Now available in preview are the Azure AI Foundry portal—the former Azure AI Studio—and the Foundry SDK.
The portal is the visual user interface for finding AI models, services and tools. Users can see subscription information in a single dashboard. IT administrators, operations personnel and those focused on compliance can manage AI apps at scale in the portal.
The SDK has a unified toolchain, 25 prebuilt templates and a coding experience users can access from GitHub, Visual Studio, Copilot Studio and other tools, according to Microsoft. Users can leverage the SDK for integrating Azure AI into their applications.
Coming soon to preview is the Azure AI Foundry Agent Service. This feature should allow developers to orchestrate, deploy and scale agents for automating business processes, according to Microsoft. Agent Service will allow for bring-your-own-storage and private networking for data privacy and compliance.
Foundry portal and SDK will gain a preview in December for Azure AI risk and safety evaluations for image content. These capabilities should help users assess the frequency and severity of harmful content in AI-generated outputs.

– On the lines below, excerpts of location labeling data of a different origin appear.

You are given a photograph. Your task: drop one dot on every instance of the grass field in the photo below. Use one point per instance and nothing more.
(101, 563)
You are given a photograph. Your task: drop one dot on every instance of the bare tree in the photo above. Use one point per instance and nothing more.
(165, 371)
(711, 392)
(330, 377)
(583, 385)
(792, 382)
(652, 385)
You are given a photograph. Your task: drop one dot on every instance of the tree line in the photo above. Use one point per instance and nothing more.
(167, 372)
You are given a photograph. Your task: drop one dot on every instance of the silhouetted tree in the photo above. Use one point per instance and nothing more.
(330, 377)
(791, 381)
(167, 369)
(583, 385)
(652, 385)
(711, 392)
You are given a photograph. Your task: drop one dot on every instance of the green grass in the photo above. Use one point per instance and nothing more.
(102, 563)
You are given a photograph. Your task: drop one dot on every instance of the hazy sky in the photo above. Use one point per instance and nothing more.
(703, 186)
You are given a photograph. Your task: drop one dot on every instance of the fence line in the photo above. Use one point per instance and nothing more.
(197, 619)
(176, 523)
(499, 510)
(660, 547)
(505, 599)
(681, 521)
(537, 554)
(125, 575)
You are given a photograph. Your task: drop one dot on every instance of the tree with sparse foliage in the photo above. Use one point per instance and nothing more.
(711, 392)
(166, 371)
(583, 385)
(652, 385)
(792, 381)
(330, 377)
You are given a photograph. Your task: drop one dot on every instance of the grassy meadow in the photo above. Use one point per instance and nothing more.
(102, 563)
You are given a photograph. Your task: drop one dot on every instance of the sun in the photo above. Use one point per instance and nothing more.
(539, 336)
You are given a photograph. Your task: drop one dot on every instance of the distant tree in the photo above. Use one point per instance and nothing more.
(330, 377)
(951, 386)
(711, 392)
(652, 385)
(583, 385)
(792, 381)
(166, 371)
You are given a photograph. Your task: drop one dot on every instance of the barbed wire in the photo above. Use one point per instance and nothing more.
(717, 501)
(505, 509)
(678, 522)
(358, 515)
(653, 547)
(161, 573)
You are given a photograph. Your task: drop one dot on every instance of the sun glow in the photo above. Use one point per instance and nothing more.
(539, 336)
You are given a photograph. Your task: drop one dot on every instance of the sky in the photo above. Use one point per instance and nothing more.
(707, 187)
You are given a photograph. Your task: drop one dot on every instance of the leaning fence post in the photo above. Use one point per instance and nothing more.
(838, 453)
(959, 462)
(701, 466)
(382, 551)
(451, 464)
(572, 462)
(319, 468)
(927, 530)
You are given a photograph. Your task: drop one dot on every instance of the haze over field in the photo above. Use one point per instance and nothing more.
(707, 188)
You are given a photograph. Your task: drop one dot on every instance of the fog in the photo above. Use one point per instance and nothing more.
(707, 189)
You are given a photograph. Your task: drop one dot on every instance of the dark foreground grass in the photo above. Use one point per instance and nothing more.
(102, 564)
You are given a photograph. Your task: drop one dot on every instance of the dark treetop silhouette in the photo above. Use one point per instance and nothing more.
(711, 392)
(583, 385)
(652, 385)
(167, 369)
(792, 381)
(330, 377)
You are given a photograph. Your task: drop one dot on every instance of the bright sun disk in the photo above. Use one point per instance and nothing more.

These evaluations will allow Azure AI to go beyond text-based evaluations and assess text inputs yielding image outputs, image inputs yielding text outputs and images with text—such as a meme—as inputs yielding text or images.
Users can leverage these evaluations for modifying multimodal content filters with Azure AI Content Safety and adjusting data sources for grounding. Users can also update system messages before deploying apps to production.
Copilot Control System
A Copilot Control System from Microsoft aims to help IT manage copilots and agents with data access, governance, security controls, measurement reports, business value tracking tools and adoption tracking tools.
One of the features of the Control System is Copilot in Microsoft 365 Administration Centers (MAC), now in private preview and set for general availability early next year, according to the tech giant.
Copilot in MAC leverages AI to do routine tasks by IT administrators and suggest ways to get more value out of M365 subscriptions. It will be available in the admin centers for M365, Teams and SharePoint and provide summaries of trends across an administrator’s assigned areas. The copilot can also summarize message center posts across all apps and services and meeting reports. It can troubleshoot call quality and other user issues with natural language.
Another feature in the Control System is Copilot Analytics. General availability capabilities within Copilot Analytics include a dashboard that covers Copilot readiness, adoption and learning and M365 admin center reporting to surface adoption and usage trends.
In early 2025, Copilot Analytics will include Viva Insights for no additional charge. Insights is a measurement toolset for productivity and business outcomes.
Copilot Studio Updates
Copilot Studio gained a multitude of previews, including ones for autonomous agentic capabilities, an agent library and an agent SDK.
The autonomous agents can take actions on a user’s behalf without prompting each time. These agents act in the background when recording an uploaded file, receiving an email and responding to events, according to Microsoft.
The autonomous agents plan, learn from processes, adapt to new conditions and make decisions.
The library has templates for leave management, sales order, deal acceleration and other common agent scenarios.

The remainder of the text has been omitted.